Based on the early successful results seen in the phase I trial for intracranial CAR-T cell therapy, the researchers see enormous potential for a remarkable impact on a wide variety of patients. They remain encouraged that this promising treatment also greatly improves quality of life by preserving patients’ neurological function and minimizing the toxic side effects of other treatments.
City of Hope, with its clinical, research and production facilities all on one campus, is uniquely positioned to lead this work, Brown added. Few institutions are capable of harnessing the same comprehensive “bench to bedside” resources necessary for the discovery, development, manufacturing, quality assurance, testing and deployment of leading-edge treatments.
“City of Hope has accepted the challenge to try to make a therapy that can be used for patients with many different types of cancers,” said co-senior author Stephen J. Forman, M.D., Francis & Kathleen McNamara Distinguished Chair in Hematology and Hematopoietic Cell Transplantation and director of City of Hope’s T cell Immunotherapy Research Laboratory. “Our CAR-T program here is focused not only on leukemia, lymphoma and myeloma, but also on solid tumors including breast cancer, liver cancer and brain cancer, as a way to try to make effective immunotherapy options for difficult-to-treat cancers.”
Here’s a must see video about the City of Hope treatment of the patient (a surgeon at Seattle Children’s Hospital) with 5 brain tumors and a tumor in his spine.
I found the following at the New England Journal of Medicine website that provides more details (need a subscription for the full report):
Regression of Glioblastoma after Chimeric Antigen Receptor T-Cell Therapy
A patient with recurrent multifocal glioblastoma received chimeric antigen receptor (CAR)–engineered T cells targeting the tumor-associated antigen interleukin-13 receptor alpha 2 (IL13Ra2). Multiple infusions of CAR T cells were administered over 220 days through two intracranial delivery routes — infusions into the resected tumor cavity followed by infusions into the ventricular system. Intracranial infusions of IL13Ra2-targeted CAR T cells were not associated with any toxic effects of grade 3 or higher. After CAR T-cell treatment, regression of all intracranial and spinal tumors was observed, along with corresponding increases in levels of cytokines and immune cells in the cerebrospinal fluid. This clinical response continued for 7.5 months after the initiation of CAR T-cell therapy. (Funded by Gateway for Cancer Research and others; ClinicalTrials.gov number, NCT02208362.)

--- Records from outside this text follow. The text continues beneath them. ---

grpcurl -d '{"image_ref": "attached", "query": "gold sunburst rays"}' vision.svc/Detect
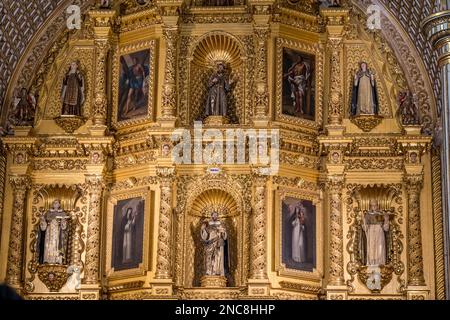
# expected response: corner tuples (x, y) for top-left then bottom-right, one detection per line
(193, 34), (242, 69)
(191, 189), (238, 218)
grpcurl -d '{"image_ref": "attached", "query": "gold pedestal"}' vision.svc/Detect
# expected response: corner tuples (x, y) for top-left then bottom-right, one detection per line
(205, 116), (229, 126)
(350, 114), (383, 132)
(37, 264), (69, 292)
(54, 115), (86, 134)
(403, 125), (422, 136)
(13, 126), (33, 137)
(200, 276), (227, 288)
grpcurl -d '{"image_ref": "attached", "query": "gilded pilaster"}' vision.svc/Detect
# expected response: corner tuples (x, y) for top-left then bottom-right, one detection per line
(249, 0), (273, 126)
(6, 175), (31, 290)
(422, 8), (450, 299)
(405, 174), (425, 286)
(320, 8), (349, 132)
(83, 174), (104, 285)
(157, 0), (181, 126)
(89, 10), (115, 125)
(154, 167), (175, 295)
(327, 175), (344, 286)
(248, 168), (269, 296)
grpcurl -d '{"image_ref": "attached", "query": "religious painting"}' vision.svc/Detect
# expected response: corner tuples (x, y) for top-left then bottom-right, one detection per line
(111, 197), (145, 271)
(281, 197), (316, 272)
(281, 47), (316, 121)
(117, 50), (150, 121)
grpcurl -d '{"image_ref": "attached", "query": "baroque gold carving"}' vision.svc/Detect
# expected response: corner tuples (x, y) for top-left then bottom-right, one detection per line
(251, 172), (268, 279)
(5, 176), (31, 286)
(37, 264), (69, 292)
(83, 175), (103, 284)
(405, 175), (425, 286)
(54, 116), (86, 133)
(346, 184), (405, 293)
(155, 167), (175, 279)
(327, 175), (344, 285)
(350, 115), (383, 132)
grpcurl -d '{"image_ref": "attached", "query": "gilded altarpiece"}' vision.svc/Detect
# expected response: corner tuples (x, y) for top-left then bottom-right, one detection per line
(0, 0), (443, 300)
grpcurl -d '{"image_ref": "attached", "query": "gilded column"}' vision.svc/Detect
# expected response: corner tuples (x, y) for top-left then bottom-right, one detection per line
(249, 0), (274, 127)
(153, 167), (175, 295)
(327, 175), (344, 286)
(248, 168), (269, 296)
(0, 148), (6, 248)
(162, 26), (179, 119)
(320, 7), (349, 130)
(405, 174), (425, 286)
(6, 175), (31, 290)
(328, 38), (343, 125)
(83, 174), (104, 286)
(422, 6), (450, 299)
(89, 10), (115, 125)
(251, 174), (267, 279)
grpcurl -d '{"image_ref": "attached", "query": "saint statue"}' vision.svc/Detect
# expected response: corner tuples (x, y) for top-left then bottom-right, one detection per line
(284, 56), (311, 114)
(351, 62), (378, 116)
(122, 208), (136, 263)
(360, 200), (389, 267)
(205, 61), (234, 116)
(61, 61), (85, 116)
(11, 88), (36, 126)
(38, 199), (70, 265)
(292, 202), (306, 263)
(200, 212), (227, 276)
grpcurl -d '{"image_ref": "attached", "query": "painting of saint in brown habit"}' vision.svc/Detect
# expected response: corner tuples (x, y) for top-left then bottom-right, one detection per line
(111, 198), (144, 271)
(282, 197), (316, 272)
(281, 48), (315, 121)
(117, 50), (150, 121)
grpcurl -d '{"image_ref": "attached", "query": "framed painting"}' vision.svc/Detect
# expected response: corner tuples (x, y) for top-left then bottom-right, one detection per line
(276, 38), (323, 128)
(275, 189), (323, 279)
(106, 189), (151, 277)
(113, 40), (155, 128)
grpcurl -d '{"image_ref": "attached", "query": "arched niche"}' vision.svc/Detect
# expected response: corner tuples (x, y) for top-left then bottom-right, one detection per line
(188, 31), (246, 124)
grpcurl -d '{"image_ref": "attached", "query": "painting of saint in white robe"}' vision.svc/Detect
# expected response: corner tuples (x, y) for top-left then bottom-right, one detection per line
(282, 197), (316, 271)
(111, 198), (144, 271)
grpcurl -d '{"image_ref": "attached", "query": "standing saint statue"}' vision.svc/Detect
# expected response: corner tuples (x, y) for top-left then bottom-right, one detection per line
(122, 208), (136, 263)
(205, 61), (234, 116)
(361, 200), (389, 267)
(351, 62), (378, 116)
(200, 212), (227, 276)
(61, 61), (85, 116)
(38, 199), (70, 264)
(292, 202), (306, 263)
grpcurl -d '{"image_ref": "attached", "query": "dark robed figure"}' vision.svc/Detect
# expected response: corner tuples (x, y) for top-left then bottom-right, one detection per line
(205, 62), (232, 116)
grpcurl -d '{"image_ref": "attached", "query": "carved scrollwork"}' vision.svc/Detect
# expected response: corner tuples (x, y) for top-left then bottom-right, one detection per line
(6, 175), (31, 286)
(327, 175), (344, 285)
(346, 184), (405, 293)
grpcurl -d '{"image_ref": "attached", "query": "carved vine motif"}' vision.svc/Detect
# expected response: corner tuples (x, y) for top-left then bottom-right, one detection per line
(346, 184), (405, 293)
(6, 176), (31, 285)
(84, 175), (104, 284)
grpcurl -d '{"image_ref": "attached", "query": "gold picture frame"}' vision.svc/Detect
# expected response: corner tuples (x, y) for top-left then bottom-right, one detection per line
(274, 187), (324, 282)
(105, 187), (154, 280)
(275, 38), (325, 130)
(112, 40), (156, 129)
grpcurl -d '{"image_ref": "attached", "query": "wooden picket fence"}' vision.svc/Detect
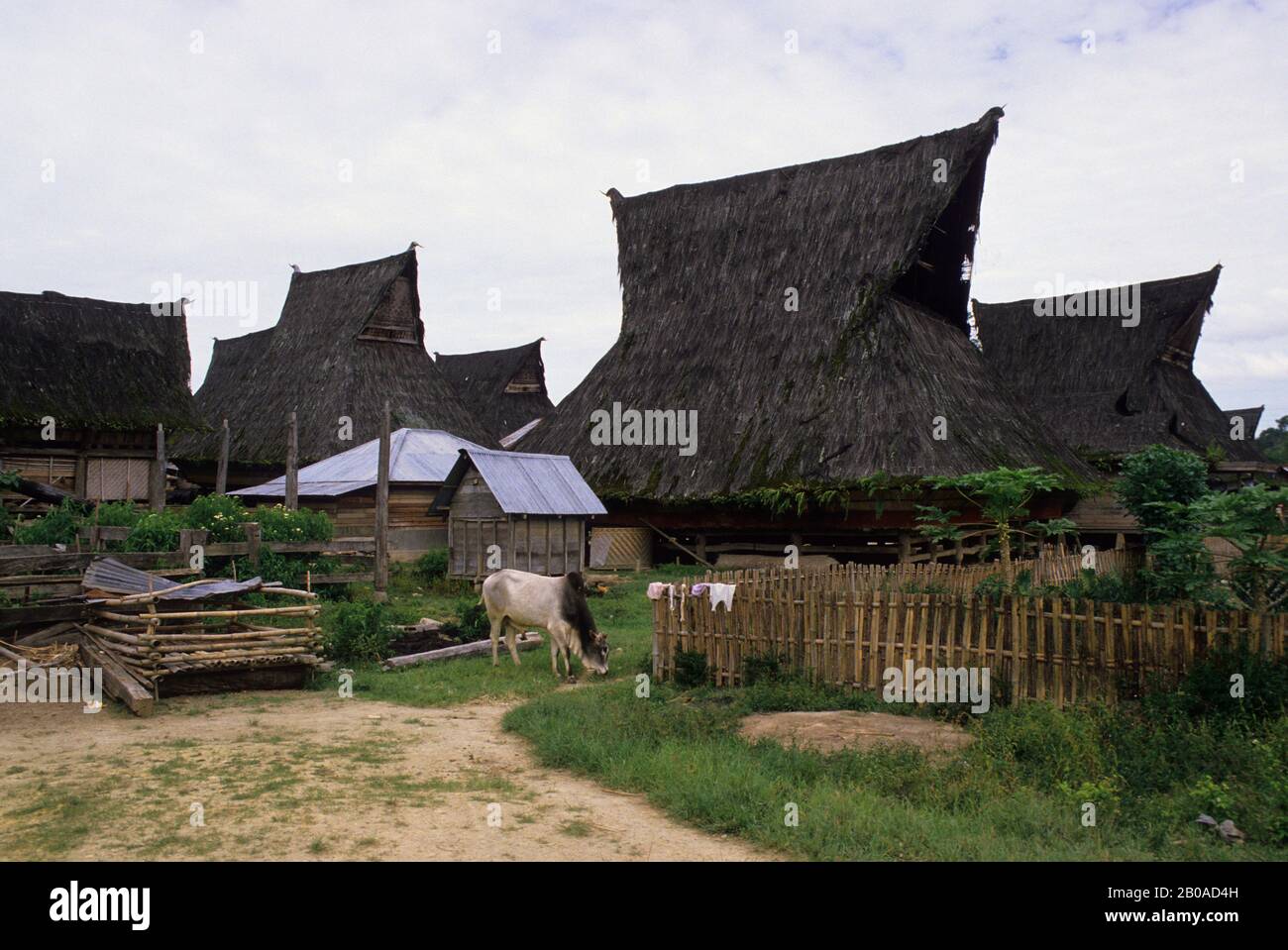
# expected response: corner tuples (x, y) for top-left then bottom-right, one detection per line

The website reveals the supporting grants:
Supported by grants from Gateway for Cancer Research, the Food and Drug Administration, the California Institute for Regenerative Medicine, the CIRM Alpha Stem Cell Clinics Network, and the National Cancer Institute (NCI) and National Institute of Neurological Disorders and Stroke of the National Institutes of Health (NIH.
Here’s a KITE video, discussing the future of CAR-T therapies and relating a mindset on solid tumors, according to Adrian Bot MD, PhD, Vice President, Scientific Affairs, Kite Pharma.
Lots of major achievements and accomplishmentS to date, but there’s still a lot of challenges ahead to overcome.